コラム

江戸時代のトイレ事情

江戸時代のトイレ事情

2022/6/6 考える知識

 外国人観光客へ「日本のどこに驚いたか」と尋ねると「トイレのハイテク具合に驚いた」と答える人が結構な割合でいらっしゃいます。私たちには当たり前でも、完全自動水洗機能にウォシュレット、流せる紙などがすべて揃ったトイレがいたるところにあるというのは、世界的にみても珍しいのです。日本は「トイレ先進国」なわけですが、これは今に始まった話ではなく、江戸時代にはすでに世界的に見ても高度なトイレの仕組みがあったとご存知でしょうか?

 江戸時代の日本のトイレは主にくみ取り式で、排せつ物は肥料として重宝されました。農家の人や「下肥え買い」という専門業者が「肥料に使うから汲み取らせて!」と言って、お金や野菜などを支払ってご近所のトイレまでくみ取りに来るのです。
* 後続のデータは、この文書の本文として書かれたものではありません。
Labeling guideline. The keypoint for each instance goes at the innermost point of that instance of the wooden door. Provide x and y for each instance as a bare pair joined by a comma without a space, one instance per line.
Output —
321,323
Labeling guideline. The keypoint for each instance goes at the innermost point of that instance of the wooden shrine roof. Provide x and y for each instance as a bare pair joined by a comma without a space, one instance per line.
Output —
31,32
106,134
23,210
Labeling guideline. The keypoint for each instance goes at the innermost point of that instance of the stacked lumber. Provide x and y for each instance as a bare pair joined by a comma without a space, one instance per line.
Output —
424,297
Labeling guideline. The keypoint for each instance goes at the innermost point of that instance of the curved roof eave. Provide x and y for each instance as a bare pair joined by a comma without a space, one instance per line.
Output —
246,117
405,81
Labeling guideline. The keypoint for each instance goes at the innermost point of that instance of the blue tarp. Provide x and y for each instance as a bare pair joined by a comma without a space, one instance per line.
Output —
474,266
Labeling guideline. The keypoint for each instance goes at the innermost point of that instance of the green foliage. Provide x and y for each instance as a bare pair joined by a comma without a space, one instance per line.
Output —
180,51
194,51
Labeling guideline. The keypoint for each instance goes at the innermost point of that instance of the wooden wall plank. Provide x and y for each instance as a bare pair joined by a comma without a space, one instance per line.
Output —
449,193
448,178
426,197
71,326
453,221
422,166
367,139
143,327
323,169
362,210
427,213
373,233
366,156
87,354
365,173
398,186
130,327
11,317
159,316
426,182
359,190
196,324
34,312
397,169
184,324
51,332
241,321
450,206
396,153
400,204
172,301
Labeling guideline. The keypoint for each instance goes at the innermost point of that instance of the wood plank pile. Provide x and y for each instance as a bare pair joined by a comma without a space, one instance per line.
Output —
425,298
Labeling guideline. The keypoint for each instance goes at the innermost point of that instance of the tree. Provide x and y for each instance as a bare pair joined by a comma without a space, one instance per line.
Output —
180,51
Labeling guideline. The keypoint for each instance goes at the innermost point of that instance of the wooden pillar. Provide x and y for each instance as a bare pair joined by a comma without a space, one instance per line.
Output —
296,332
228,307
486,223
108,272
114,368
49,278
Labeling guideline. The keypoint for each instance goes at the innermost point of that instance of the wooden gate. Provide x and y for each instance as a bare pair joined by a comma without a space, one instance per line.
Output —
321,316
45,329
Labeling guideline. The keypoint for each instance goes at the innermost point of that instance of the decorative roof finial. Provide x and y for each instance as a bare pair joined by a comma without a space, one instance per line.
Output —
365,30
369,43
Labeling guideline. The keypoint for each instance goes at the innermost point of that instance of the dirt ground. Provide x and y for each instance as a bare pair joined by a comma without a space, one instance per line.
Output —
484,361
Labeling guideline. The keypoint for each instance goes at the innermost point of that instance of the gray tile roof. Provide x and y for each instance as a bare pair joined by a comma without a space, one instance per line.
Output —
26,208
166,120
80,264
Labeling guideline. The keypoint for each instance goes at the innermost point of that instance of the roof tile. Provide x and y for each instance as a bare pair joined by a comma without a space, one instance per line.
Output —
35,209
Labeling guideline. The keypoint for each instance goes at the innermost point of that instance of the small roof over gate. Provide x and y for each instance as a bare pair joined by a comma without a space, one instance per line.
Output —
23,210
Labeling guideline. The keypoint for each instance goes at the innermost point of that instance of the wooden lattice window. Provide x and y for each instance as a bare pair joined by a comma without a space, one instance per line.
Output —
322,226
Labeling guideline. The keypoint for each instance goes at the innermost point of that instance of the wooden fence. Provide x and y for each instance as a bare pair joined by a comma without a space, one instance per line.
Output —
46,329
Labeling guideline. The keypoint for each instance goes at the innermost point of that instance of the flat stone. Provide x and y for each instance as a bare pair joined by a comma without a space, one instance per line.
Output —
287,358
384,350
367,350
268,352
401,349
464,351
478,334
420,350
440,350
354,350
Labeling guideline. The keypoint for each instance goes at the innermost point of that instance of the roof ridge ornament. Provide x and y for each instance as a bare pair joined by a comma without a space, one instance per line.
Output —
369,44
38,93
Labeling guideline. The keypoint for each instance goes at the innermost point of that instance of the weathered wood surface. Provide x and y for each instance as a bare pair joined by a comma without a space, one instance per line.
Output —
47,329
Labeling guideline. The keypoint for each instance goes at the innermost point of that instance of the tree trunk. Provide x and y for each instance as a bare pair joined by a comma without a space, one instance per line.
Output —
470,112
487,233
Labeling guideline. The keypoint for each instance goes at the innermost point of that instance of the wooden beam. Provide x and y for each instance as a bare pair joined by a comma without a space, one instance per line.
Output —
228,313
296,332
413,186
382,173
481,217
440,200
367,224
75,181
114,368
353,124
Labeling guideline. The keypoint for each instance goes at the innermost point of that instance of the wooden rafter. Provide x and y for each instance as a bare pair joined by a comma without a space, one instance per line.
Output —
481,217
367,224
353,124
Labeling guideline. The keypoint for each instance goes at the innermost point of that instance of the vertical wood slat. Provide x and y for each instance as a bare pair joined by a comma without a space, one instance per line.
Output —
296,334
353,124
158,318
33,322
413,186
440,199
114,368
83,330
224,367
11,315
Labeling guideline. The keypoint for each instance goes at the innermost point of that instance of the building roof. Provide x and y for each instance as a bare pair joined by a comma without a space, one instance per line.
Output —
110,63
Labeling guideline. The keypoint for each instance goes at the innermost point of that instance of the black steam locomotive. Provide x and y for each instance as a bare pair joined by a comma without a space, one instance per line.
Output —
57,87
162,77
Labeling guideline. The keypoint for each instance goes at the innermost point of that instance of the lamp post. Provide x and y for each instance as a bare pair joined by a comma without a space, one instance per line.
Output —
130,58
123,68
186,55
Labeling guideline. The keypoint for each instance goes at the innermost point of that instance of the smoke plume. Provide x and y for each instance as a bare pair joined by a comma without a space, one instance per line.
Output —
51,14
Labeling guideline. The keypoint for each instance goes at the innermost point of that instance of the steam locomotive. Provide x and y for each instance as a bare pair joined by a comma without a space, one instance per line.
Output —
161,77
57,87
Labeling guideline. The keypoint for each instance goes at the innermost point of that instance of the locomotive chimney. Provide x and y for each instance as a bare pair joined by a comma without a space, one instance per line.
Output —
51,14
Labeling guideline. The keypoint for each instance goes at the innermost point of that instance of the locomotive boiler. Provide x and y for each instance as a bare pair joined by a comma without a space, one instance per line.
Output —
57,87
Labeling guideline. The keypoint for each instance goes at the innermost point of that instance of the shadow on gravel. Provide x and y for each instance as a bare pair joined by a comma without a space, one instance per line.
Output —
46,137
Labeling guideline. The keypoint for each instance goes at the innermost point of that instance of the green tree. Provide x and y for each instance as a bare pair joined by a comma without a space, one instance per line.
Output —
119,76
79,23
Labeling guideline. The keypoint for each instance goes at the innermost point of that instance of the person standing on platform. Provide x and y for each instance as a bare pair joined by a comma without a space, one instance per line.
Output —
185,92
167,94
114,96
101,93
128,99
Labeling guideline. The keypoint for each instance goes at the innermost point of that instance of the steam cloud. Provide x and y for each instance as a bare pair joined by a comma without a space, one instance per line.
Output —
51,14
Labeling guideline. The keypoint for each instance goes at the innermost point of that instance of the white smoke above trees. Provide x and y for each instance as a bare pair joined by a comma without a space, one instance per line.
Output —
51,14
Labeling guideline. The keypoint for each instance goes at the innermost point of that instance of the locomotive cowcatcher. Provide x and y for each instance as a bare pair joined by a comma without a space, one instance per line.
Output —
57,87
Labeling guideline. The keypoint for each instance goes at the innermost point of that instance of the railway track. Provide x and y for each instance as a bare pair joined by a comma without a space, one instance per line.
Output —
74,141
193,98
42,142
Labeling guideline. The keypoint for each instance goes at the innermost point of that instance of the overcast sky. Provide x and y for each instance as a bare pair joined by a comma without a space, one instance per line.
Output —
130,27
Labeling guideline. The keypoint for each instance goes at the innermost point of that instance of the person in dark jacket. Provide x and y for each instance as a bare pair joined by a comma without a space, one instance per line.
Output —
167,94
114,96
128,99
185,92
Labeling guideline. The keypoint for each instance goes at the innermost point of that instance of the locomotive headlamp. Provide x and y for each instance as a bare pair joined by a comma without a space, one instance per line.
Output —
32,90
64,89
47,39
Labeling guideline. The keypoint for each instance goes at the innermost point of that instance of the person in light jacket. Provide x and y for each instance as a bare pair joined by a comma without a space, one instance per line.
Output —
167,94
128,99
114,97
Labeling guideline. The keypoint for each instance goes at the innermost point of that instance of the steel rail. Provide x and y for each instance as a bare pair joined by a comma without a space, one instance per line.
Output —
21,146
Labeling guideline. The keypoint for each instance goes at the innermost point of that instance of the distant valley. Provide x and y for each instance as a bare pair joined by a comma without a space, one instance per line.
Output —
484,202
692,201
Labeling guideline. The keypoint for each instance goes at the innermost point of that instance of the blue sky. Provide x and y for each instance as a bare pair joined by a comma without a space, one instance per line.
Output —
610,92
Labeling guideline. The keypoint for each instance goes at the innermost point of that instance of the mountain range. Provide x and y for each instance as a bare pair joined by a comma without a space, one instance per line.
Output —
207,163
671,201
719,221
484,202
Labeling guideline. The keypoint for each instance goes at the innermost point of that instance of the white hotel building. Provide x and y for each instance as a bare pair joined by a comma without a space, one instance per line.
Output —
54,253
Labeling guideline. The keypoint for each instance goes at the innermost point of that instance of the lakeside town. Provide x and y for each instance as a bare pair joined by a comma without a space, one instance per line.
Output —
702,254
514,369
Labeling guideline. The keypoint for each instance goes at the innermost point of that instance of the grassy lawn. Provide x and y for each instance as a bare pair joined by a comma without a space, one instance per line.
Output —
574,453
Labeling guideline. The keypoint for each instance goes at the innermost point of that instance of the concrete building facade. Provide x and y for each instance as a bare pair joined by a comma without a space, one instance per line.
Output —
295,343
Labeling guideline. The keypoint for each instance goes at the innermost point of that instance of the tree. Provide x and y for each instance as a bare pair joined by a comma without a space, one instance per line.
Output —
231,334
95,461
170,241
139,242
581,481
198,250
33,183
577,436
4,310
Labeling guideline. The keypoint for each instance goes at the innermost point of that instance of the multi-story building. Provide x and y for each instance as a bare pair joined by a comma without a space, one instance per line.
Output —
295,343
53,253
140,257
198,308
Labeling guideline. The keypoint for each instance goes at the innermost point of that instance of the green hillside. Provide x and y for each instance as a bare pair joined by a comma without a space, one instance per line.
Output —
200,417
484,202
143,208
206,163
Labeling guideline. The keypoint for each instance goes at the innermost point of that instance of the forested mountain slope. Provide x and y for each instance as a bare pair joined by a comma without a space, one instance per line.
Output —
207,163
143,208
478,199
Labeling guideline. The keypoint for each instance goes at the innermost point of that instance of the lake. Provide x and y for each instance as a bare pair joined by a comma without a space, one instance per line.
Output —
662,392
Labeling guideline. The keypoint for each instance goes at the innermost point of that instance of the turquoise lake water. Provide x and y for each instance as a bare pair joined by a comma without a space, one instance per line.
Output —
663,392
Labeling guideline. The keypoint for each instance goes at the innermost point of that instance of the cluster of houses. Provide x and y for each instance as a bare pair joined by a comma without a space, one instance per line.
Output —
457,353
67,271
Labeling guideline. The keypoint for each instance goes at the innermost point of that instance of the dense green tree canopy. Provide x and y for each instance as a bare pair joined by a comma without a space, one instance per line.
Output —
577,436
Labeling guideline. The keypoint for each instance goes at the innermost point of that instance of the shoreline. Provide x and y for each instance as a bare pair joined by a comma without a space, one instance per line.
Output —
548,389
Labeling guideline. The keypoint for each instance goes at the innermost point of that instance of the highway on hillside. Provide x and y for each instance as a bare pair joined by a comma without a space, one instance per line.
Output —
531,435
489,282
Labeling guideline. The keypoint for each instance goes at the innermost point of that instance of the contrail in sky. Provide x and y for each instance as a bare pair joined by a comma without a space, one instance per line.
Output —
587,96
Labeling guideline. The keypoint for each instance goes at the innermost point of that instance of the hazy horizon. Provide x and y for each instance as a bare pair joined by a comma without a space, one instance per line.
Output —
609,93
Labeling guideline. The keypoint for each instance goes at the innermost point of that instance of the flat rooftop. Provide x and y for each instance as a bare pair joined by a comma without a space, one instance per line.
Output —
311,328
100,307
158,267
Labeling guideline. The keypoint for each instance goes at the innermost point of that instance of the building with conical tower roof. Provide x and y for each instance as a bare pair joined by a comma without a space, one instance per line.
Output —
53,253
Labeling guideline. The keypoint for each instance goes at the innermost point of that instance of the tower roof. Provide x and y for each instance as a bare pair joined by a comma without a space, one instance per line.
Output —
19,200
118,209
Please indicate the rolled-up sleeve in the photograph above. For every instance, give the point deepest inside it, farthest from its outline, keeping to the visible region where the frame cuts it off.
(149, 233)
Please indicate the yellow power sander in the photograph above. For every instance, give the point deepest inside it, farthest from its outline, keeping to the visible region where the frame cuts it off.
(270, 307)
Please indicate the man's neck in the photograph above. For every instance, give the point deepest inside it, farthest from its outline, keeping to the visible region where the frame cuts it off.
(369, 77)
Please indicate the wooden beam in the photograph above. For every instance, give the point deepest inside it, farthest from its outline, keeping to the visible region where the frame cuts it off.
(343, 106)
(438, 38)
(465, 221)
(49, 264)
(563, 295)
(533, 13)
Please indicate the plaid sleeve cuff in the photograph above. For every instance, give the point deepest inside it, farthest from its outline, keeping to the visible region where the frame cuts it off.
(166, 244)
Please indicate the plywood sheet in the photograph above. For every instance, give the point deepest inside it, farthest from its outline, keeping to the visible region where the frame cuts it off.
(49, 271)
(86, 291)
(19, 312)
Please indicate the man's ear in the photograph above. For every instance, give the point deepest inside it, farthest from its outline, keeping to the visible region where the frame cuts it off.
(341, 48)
排せつ物が肥料となり野菜が育つ→野菜と交換で排せつ物を回収する→また排せつ物が肥料となり野菜が育つ……という、まさにムダのないリサイクル。同時代のヨーロッパではおまる(﹅﹅﹅)に貯めた排せつ物を窓の外に投げ捨てるのが当たり前だったと言いますから、当時から日本がトイレ先進国であったのは間違いありません。

 ここでは紹介しきれなかったトイレットペーパーやウォシュレットなども、「当たり前」と思わずに歴史を調べてみると面白いかも!?